Les sympathisants du parti d’extrême droite AfD ont été confrontés à une importante contre-manifestation. / TOBIAS SCHWARZ / AFP

A midi précise, place de Washington, devant la gare centrale de Berlin, la sono a fait retentir des cloches d’église puis une chanson traditionnelle. C’est dans ce décor sonore, inouï dans le cœur de la bouillonnante capitale allemande, que le parti d’extrême droite Alternative für Deutschland (AfD), premier parti d’opposition au Bundestag, a donné le coup d’envoi de sa « grande manifestation pour l’avenir de l’Allemagne », dimanche 27 mai, rassemblement annoncé comme majeur par le parti. Selon la police, 5 000 personnes ont participé au cortège entre la gare centrale et la Porte de Brandebourg.

La place envahie de drapeaux noir et rouge n’était pas pleine, dimanche midi. Et lorsque les slogans se taisaient, on pouvait entendre la clameur de la grande contre-manifestation organisée par les opposants, à quelques dizaines de mètres de là. Entre les deux, un rideau de policiers et l’infranchissable Spree séparaient les deux groupes qui se scrutaient, se photographiaient, se sifflaient… et se traitaient réciproquement de nazis.

« Ceux d’en face nous empêchent de nous exprimer »

Sont-ils plus nombreux, ceux d’en face ? « Bien sûr que non, c’est nous ! Mais évidemment, la presse mensongère a déjà annoncé le contraire ! », maugrée une dame de 58 ans venue de Bautzen, en Saxe, à la frontière avec la République tchèque. Comme la plupart des manifestants interrogés, elle refuse de donner son nom entier. Elle est venue avec son fils. « Moi je vais très bien, je ne peux pas me plaindre. Ce n’est pas la question, je m’inquiète pour lui ! Qu’est-ce qu’il deviendra quand les musulmans auront envahi l’Allemagne ?, » demande celle qui défile tous les lundis à Dresde aux marches de Pegida. Autour d’elle, beaucoup sont venus des régions de l’Est environnantes. « Je suis là car je n’ai plus le droit de dire ce que je pense. Au fond rien n’a changé depuis la RDA, s’agace Reinhardt, 58 ans, venu de Schwerin, une petite ville en Mecklemburg Poméranie Occidentale.
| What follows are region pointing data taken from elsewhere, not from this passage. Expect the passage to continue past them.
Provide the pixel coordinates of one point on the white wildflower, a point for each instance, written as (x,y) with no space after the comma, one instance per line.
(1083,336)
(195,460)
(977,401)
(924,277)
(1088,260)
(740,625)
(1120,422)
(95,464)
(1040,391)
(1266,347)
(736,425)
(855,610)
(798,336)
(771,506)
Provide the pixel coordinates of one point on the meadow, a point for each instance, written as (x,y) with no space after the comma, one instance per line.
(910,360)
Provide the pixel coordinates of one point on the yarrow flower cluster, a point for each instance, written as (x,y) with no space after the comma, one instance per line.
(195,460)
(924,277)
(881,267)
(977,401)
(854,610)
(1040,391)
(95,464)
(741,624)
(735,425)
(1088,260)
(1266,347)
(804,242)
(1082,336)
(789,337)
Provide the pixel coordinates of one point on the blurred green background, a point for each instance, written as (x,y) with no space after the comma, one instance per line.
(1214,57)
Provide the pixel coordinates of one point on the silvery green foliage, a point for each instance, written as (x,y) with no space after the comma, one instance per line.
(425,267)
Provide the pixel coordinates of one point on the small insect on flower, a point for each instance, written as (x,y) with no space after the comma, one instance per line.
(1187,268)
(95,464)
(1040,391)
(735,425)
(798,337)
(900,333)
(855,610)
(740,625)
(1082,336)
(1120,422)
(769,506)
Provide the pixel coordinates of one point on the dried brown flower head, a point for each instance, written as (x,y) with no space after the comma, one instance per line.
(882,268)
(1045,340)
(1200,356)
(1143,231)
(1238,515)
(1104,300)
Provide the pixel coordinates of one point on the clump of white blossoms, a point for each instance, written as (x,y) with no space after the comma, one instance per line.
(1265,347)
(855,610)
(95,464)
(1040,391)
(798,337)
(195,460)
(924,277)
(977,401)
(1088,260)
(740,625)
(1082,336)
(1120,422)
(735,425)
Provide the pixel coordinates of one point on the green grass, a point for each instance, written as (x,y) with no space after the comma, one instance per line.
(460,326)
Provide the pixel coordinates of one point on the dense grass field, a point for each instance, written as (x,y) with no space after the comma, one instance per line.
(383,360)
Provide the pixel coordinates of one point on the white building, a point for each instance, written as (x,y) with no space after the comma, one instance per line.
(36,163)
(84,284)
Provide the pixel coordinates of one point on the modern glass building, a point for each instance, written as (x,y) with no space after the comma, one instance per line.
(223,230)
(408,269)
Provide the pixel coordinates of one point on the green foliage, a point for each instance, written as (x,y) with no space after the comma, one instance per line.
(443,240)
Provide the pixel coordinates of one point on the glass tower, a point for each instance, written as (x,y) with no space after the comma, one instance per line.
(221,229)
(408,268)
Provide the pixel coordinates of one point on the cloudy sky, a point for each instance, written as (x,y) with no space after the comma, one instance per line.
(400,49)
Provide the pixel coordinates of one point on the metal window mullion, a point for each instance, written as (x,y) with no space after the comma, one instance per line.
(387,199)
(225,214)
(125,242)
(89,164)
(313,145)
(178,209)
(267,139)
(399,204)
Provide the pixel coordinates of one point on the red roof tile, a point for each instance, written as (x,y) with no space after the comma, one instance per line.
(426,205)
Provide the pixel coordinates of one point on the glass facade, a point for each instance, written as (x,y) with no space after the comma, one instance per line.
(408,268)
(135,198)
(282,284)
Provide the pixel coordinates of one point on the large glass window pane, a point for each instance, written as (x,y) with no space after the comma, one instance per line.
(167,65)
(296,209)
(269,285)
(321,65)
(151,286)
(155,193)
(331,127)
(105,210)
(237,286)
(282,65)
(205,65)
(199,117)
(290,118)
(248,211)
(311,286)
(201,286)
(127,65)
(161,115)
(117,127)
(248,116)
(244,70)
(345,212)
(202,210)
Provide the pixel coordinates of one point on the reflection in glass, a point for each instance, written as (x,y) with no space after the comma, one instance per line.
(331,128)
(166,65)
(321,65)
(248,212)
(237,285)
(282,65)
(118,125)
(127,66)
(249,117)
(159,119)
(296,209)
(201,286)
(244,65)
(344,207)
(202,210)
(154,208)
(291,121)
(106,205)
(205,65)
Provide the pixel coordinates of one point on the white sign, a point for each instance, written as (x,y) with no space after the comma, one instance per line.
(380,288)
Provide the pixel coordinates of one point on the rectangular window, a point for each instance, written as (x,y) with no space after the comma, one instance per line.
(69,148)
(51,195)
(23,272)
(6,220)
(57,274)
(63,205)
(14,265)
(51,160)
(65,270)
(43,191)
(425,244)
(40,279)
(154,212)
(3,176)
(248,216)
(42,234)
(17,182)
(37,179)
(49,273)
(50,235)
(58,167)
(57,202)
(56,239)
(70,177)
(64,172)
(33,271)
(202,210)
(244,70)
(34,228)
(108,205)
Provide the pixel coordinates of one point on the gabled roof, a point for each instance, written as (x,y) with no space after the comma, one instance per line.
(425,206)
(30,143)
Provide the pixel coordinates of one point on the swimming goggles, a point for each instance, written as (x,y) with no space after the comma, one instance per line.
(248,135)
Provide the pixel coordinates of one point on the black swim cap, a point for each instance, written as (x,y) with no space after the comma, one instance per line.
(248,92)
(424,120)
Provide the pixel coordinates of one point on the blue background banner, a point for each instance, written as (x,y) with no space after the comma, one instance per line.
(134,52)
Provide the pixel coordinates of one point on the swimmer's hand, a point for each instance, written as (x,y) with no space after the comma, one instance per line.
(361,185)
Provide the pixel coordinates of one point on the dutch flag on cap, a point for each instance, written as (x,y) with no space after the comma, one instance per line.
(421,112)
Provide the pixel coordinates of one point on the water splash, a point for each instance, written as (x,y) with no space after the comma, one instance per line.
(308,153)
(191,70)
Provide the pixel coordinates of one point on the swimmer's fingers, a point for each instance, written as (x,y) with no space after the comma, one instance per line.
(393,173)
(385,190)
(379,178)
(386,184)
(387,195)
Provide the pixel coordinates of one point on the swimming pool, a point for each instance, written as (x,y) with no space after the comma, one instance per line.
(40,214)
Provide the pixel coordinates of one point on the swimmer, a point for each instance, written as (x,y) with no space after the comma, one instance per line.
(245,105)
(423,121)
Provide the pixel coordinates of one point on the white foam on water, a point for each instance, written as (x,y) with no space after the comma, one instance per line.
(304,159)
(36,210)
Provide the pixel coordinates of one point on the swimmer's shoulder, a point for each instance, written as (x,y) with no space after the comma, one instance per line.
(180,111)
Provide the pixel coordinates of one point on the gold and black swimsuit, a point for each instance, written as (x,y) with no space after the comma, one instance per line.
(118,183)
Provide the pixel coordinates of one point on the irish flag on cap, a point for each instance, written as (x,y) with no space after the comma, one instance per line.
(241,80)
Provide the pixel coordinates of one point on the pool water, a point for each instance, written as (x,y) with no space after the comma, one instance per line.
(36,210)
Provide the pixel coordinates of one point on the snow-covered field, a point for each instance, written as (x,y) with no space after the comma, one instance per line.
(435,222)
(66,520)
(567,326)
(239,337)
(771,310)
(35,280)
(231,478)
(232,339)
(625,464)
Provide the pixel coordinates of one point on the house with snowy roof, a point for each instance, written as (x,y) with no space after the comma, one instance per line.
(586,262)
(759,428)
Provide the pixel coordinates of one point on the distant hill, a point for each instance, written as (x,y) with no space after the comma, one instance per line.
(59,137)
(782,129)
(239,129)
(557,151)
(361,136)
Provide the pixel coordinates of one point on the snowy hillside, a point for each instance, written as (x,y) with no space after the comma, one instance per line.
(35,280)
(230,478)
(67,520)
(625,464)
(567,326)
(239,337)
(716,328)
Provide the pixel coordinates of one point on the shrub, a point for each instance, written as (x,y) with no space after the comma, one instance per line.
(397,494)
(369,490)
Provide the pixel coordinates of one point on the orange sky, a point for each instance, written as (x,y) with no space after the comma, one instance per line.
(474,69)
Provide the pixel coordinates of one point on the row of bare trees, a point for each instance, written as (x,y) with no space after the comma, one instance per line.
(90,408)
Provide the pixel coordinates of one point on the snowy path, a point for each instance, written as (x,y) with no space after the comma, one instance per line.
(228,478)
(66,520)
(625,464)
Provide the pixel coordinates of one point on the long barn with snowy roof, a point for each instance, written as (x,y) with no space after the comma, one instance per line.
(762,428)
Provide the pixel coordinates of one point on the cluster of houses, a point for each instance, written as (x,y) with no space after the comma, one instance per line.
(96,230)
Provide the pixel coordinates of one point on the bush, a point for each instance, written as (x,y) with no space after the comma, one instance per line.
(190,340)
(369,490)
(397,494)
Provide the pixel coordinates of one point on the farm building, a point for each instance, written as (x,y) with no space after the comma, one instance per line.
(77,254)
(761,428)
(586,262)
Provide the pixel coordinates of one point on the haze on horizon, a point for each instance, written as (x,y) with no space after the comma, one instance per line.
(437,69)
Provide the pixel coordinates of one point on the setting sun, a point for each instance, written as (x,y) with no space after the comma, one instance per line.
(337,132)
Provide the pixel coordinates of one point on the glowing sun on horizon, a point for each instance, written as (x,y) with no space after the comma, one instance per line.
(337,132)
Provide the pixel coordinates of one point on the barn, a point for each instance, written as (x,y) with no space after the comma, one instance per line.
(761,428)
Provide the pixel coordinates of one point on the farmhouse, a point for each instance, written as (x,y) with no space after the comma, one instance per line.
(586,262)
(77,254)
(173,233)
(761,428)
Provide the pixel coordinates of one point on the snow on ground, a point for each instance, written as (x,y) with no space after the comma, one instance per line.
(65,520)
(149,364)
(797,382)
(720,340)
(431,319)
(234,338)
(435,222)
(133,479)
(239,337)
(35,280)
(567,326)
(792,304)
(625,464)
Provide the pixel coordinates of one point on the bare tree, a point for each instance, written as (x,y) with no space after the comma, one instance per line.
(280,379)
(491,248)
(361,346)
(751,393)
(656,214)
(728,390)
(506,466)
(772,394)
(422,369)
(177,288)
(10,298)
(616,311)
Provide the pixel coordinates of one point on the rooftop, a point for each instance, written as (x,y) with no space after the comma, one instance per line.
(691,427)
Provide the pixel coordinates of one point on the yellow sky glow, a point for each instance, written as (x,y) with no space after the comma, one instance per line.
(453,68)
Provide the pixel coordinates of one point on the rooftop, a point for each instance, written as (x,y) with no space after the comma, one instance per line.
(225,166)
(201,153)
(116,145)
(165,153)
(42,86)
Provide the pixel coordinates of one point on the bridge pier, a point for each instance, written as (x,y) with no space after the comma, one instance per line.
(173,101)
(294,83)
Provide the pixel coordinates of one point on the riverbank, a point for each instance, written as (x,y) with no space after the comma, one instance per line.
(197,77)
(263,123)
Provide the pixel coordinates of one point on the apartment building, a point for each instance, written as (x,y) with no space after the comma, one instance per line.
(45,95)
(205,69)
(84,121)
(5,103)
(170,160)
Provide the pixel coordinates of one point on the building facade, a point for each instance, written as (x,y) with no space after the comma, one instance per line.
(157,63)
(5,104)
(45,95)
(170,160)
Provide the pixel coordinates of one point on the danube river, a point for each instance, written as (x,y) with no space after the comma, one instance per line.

Ceux d’en face, qui nous empêchent de nous exprimer, ce sont eux les nazis ! ».

Les personnes rencontrées, en général âgées de plus de 50 ans, multiplient les mêmes références aux dictatures et à cette « interdiction de parler », qui les contraindrait à descendre dans la rue pour « proclamer leur attachement à la loi fondamentale ». Le fait de disposer depuis septembre de 92 députés au Parlement n’est-il pas une garantie suffisante pour être écouté ? « Pas tant que l’accès aux médias nous est limité », tranche Richard, 59 ans, qui lui a fait le voyage depuis Solingen, en Rhénanie-du-Nord-Westaphalie. Descendre dans la rue lui donne du courage, dit-il, et rapproche ces « militants patriotes » des autres mouvements similaires d’Europe centrale, en Hongrie, en République Tchèque et en Autriche.

Ceux « d’en face » sont en réalité bien plus nombreux que les sympathisants de l’AfD ne veulent bien se l’avouer. Selon la police, ils étaient au moins 25 000 à s’être rassemblés contre le parti d’extrême droite. Porte de Brandebourg, ils étaient serrés derrière les barrières soigneusement gardées par la police et avaient envahi les bois de Tiergarten. « L’important c’est que ça pète », dit le mot du collectif des clubs de Berlin, qui appelle à « éliminer l’AfD par les basses ». Autrement dit, de la musique techno. Entre ces jeunes urbains berlinois internationaux adeptes de la fête et le public du cortège de l’AfD, deux visages opposés de l’Allemagne se sont opposés de front. A Berlin dimanche après-midi, les premiers avaient l’avantage. En Allemagne, l’AfD est actuellement créditée de 13 % des intentions de vote.